Contemporaneously, a batch of 13 vans were built at Swansea Wagon Works for the South Wales Railway and later diagrammed X3 with the code MICA A. These were non-ventilated and were used for rushing chilled meats between Victoria Dock in London to Cardiff. They had ice containers installed and used straw for insulation. The vans were diagonally planked with a narrow cupboard door and were fitted with a vacuum through pipe for travelling at passenger speeds.

With the increase of chilled and frozen meat such as mutton from Australasia, a new van emerged based on the X1 design but without the side ventilation slots and having plain bottoms to the ventilator bonnet sides. These vans were fitted with X3-type ice containers which were filled from the inside, and a 3″ air space between the double body sheeting provided some degree of insulation. As such, these 240 vans to diagram X2 could be used either as ventilated or refrigerated, depending on the requirement, and were given the code MICA B. Ten further examples of X2 were built without the end ventilator bonnets and coded MICA A, and another ten X2 were fitted with the end bonnets but had no ice containers and were simply coded MICA.

© Adrian Marks

The liveries of the MICAs throws up a few interesting questions which I’ve not had answered satisfactorily yet, and so I’ll begin with extracts from Slinn’s Great Western Way pp.97 – 102:
Period ending 1903: “It was at the time of the start of the right hand small lettering that refrigerated meat vans began to be painted with white bodies and it is believed that the lettering was black. Photographic emulsions of the time do not differentiate between black and red and no trace has been found in official documents to say which colour was used…”

1904 – 1919: “Refrigerated vans had already appeared painted in white but now their lettering was executed in red.”

  • Question: Right-hand small GWR lettering was introduced c1893, so what colour were the X3 vans between being built in 1889 and 1893?

I had assumed that the red lettering was introduced with the white livery from comments in other sources, such as Tourret et al.

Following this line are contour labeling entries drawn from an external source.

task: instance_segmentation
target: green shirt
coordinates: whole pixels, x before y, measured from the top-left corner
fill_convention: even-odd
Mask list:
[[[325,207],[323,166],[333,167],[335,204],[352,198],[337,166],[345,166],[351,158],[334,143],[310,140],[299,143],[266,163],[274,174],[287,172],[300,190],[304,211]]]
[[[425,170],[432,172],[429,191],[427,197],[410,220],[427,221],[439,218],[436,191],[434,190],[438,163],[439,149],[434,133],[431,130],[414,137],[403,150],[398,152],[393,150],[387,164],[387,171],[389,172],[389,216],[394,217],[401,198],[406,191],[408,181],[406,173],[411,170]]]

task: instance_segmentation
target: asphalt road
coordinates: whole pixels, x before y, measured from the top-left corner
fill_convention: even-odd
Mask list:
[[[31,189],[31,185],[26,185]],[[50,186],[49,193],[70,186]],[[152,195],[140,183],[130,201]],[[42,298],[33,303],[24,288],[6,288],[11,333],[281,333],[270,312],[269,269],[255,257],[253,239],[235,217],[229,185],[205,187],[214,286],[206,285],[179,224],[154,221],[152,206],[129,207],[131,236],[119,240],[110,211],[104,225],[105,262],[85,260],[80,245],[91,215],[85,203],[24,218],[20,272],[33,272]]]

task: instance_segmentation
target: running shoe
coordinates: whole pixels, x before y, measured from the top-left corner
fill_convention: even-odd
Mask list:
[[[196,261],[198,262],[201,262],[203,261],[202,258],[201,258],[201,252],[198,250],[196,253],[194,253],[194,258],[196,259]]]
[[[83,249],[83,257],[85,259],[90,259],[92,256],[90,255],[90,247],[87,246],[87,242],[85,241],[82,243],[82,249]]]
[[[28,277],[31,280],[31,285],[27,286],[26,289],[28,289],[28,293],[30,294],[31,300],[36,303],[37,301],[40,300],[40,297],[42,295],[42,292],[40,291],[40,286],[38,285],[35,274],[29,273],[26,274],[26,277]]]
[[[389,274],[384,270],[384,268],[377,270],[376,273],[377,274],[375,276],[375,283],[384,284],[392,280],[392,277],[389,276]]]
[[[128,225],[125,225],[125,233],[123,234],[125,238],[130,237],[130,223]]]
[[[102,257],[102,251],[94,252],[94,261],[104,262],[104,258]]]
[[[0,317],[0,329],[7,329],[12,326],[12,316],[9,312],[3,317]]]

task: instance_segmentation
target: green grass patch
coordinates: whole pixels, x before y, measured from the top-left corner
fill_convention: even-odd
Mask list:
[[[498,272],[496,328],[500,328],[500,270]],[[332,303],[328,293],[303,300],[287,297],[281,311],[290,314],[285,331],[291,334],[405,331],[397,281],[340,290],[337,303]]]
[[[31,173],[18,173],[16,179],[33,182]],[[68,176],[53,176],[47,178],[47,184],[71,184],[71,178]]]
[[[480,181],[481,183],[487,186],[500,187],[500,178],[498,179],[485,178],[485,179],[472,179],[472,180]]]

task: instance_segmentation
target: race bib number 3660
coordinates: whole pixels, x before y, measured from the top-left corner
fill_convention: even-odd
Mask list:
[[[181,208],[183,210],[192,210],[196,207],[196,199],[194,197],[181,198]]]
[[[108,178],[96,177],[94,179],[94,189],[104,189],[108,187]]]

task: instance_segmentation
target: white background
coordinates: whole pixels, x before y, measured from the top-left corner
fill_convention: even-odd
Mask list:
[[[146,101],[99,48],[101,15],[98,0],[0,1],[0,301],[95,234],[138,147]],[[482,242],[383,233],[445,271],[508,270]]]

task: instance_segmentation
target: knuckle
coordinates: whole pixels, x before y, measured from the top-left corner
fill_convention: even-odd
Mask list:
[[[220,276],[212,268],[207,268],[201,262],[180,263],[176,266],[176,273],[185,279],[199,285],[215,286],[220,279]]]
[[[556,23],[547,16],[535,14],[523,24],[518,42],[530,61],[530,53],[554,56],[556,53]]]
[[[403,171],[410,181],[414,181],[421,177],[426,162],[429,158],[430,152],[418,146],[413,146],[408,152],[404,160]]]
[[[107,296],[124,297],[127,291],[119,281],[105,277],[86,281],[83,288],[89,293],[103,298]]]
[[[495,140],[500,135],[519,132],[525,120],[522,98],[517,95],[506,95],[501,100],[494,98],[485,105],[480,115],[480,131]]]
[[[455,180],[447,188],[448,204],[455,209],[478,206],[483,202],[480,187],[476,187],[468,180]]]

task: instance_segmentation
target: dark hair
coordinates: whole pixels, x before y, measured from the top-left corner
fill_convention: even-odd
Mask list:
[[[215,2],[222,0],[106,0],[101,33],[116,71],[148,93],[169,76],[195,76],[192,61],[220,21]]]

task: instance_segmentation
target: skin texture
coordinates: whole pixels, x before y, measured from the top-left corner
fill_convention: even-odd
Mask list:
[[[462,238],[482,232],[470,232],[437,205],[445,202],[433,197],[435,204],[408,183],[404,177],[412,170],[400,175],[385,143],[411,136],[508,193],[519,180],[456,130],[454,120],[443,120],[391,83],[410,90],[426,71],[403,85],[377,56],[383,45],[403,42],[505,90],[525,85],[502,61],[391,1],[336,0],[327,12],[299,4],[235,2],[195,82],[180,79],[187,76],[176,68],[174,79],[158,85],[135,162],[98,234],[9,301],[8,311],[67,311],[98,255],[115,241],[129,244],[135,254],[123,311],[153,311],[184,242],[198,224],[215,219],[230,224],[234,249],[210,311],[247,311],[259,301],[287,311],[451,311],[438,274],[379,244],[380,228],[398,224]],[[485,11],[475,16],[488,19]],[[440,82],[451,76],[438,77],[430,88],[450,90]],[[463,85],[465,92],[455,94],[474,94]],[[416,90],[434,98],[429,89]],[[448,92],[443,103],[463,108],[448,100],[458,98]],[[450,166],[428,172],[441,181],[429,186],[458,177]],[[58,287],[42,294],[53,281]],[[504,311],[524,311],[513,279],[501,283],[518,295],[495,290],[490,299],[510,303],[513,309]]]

  • Question: Is there any other source to confirm black lettering was used on white-painted X2 and X3 MICA A and MICA B up to 1904, or did small red lettering in fact appear much earlier during the 1890s?

The whole debate over the colour of general merchandise goods stock in the 1890s also throws up one further interesting query.

  • Question: Were X1 MICAs originally painted red?

The floor is open for debate!

For the record, the model was built from a WEP brass kit, pretty much as designed, and given a light weathering. Screw couplings and safety chains from Laurie Griffin. Contemporary photographs show these vans got absolutely filthy, no doubt in part due to their journey to Smithfield on the Metropolitan Line, so this one represents a fairly recently repainted example c1912.

Just an update on this earlier post with some better photos as promised. This time I was able to use natural light which makes a big, big difference.